Monday, November 16, 2015

Ms. Rapscott's Girls by Elise Primavera

I don't read as much for early readers as I should, but I couldn't help being intrigued by the cover of Ms. Rapscott's Girls by Elise Primavera (Penguin - Dial). I found it under a pile of mess the other day--what good book doesn't live in a pile of mess, at least some of the time--and decided to flip through it. Illustrated more than many chapter books with pencil pictures, it sucked me in with its mysterious illustrations, and then with its charming text. Basically, imagine that Mary Poppins and Lemony Snicket had an optimistic child that decided to write stories when she grew up.
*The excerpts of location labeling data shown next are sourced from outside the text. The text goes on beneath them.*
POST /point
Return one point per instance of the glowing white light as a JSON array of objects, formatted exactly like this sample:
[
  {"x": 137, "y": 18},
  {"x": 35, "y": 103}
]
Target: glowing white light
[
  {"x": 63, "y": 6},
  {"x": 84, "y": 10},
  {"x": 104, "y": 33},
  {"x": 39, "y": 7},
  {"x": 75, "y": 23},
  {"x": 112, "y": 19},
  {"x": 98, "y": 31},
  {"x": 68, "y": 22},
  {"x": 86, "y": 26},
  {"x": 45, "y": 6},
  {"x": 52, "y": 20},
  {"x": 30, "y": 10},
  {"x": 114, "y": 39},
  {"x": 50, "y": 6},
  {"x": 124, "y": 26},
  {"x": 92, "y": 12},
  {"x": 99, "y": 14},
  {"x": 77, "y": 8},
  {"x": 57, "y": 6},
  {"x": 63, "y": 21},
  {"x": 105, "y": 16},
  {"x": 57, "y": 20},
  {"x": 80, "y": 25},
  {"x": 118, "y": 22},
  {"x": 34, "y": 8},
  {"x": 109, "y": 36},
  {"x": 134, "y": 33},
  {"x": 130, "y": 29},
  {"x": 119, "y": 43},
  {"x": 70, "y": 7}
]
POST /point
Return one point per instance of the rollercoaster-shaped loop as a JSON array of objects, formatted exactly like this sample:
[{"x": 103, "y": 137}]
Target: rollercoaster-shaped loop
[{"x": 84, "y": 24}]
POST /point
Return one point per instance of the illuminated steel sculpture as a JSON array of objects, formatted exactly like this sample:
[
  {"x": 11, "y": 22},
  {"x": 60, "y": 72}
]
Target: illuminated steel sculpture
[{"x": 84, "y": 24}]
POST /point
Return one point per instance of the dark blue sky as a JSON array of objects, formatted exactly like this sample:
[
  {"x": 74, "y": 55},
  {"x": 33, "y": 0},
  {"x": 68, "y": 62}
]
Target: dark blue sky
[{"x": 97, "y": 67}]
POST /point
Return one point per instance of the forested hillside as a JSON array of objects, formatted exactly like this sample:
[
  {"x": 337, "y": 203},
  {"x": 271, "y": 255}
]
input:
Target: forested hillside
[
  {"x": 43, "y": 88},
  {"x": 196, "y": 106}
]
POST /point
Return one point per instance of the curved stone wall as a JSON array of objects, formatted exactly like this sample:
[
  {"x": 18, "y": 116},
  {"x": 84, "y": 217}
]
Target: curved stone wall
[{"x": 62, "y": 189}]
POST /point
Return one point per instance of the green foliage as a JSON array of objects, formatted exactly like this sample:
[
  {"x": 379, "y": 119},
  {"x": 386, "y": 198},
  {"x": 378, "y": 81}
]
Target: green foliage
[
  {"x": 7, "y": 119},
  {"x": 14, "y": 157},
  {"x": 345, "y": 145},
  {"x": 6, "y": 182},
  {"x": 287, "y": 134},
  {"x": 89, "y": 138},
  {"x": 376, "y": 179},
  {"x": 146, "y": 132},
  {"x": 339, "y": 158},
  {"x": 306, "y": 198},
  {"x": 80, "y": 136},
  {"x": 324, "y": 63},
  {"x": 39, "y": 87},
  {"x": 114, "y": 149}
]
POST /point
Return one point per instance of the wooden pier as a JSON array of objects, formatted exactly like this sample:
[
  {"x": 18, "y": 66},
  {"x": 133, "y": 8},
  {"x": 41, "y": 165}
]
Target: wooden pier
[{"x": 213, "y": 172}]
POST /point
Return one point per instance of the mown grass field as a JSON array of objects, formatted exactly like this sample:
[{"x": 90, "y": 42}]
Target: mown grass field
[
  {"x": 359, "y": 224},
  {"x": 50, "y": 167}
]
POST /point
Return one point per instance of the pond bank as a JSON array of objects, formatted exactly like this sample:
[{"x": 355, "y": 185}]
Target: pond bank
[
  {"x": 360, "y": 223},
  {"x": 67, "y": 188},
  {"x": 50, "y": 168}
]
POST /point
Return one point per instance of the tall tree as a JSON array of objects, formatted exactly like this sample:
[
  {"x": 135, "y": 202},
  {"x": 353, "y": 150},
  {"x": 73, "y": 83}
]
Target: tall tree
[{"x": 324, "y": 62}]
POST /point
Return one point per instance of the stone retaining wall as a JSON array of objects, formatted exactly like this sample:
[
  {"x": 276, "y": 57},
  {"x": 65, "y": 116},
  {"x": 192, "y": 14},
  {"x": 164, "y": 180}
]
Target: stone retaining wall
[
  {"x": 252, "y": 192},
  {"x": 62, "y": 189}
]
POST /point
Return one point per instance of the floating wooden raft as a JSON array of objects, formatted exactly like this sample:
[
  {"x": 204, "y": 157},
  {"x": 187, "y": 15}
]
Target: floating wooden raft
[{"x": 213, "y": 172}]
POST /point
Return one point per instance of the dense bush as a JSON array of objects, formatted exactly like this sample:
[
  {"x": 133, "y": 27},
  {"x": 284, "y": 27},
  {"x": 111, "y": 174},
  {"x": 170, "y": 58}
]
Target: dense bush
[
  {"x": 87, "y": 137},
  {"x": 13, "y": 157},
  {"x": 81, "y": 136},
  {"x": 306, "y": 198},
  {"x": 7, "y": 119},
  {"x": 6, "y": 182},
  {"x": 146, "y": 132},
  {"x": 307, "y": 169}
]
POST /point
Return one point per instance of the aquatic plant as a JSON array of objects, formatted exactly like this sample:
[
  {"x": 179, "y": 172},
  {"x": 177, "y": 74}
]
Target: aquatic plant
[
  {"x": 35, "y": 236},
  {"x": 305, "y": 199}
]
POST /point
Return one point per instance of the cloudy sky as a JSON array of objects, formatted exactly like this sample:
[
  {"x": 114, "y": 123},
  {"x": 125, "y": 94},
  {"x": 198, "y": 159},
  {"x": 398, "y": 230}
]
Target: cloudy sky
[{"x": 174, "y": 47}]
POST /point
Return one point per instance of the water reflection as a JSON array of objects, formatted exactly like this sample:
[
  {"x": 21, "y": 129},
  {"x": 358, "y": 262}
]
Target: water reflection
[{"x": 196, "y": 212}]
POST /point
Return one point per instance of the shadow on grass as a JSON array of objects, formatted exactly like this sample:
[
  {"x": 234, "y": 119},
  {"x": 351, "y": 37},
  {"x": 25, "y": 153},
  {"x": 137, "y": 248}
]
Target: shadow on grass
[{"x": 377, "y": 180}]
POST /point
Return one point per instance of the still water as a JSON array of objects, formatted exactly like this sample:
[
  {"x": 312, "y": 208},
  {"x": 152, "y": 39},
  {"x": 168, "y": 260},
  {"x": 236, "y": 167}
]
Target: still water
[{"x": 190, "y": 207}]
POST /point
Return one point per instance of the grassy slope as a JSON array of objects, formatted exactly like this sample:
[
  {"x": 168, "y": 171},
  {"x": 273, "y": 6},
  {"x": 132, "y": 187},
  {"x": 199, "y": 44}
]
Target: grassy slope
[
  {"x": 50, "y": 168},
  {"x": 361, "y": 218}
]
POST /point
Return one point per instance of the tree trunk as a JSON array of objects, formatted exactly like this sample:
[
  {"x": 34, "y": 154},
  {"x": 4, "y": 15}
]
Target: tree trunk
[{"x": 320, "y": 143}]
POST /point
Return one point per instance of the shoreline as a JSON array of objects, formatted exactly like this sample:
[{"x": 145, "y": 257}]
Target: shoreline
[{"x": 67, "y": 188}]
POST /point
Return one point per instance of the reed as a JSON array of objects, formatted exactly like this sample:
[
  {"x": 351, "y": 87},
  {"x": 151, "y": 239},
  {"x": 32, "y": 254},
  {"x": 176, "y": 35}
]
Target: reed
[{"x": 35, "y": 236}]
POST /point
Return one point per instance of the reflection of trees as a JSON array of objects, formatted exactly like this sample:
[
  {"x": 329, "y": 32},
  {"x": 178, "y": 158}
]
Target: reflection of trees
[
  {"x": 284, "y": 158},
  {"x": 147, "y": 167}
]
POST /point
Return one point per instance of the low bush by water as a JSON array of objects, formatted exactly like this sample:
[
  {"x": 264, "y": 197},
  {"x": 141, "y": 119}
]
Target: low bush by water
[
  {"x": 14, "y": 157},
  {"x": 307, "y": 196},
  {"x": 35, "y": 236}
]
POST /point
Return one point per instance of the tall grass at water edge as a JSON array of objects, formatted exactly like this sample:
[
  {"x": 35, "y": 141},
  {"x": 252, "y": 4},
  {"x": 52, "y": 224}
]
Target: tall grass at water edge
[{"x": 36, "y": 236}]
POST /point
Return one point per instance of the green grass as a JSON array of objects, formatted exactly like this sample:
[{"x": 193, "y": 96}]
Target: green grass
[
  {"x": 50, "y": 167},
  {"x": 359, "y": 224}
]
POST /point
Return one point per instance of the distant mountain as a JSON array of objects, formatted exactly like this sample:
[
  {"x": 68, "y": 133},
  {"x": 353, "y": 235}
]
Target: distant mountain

Ms. Rapscott has a school for Girls of Busy Parents, and sends out five pre-paid boxes; parents need merely insert their children and send them away. Four of the boxes arrive with disgruntled, neglected girls; one has arrived sans girl, because her parents were too busy to close it properly.

The rest of the girls find themselves at school having an adventure, and some of it is finding the missing girl, and some of it is finding themselves. There is a perfect age for this book, and that's just when you're a good enough reader to understand wordplay and have enough of an understanding of fiction vs. reality to not be frightened of the idea of your parents sending you away (possibly the same age as you'd need to be for Nancy and Plum).

Some older readers have marked this out as too twee for love. I can see that, but it just skirted the border there for me, and I couldn't help giggling now and again. Maybe, too, I know enough girls with neglectful parents, and maybe I liked the idea of bossy, impervious, fearless Ms. Rapscott, and maybe I liked a flock of irrepressible, unlovable, isolated girls finding their true independence, and maybe I liked the found family aspect. Maybe. Okay, a lot.

I had a couple of momentary dislikes; I thought that a couple mentions of fat people weren't nuanced, and I definitely wished for more diversity among the set of little girls (surely there are busy, distracted families with histories that can be traced to all corners of the world?). Still, because of the particular reader that I am, I was delighted on the whole, because it's so rare to find girls in a pack in books--in so many ways, we are only allowed to exist as different, only, chosen, friendless. And I think the world could use a little more sticking together.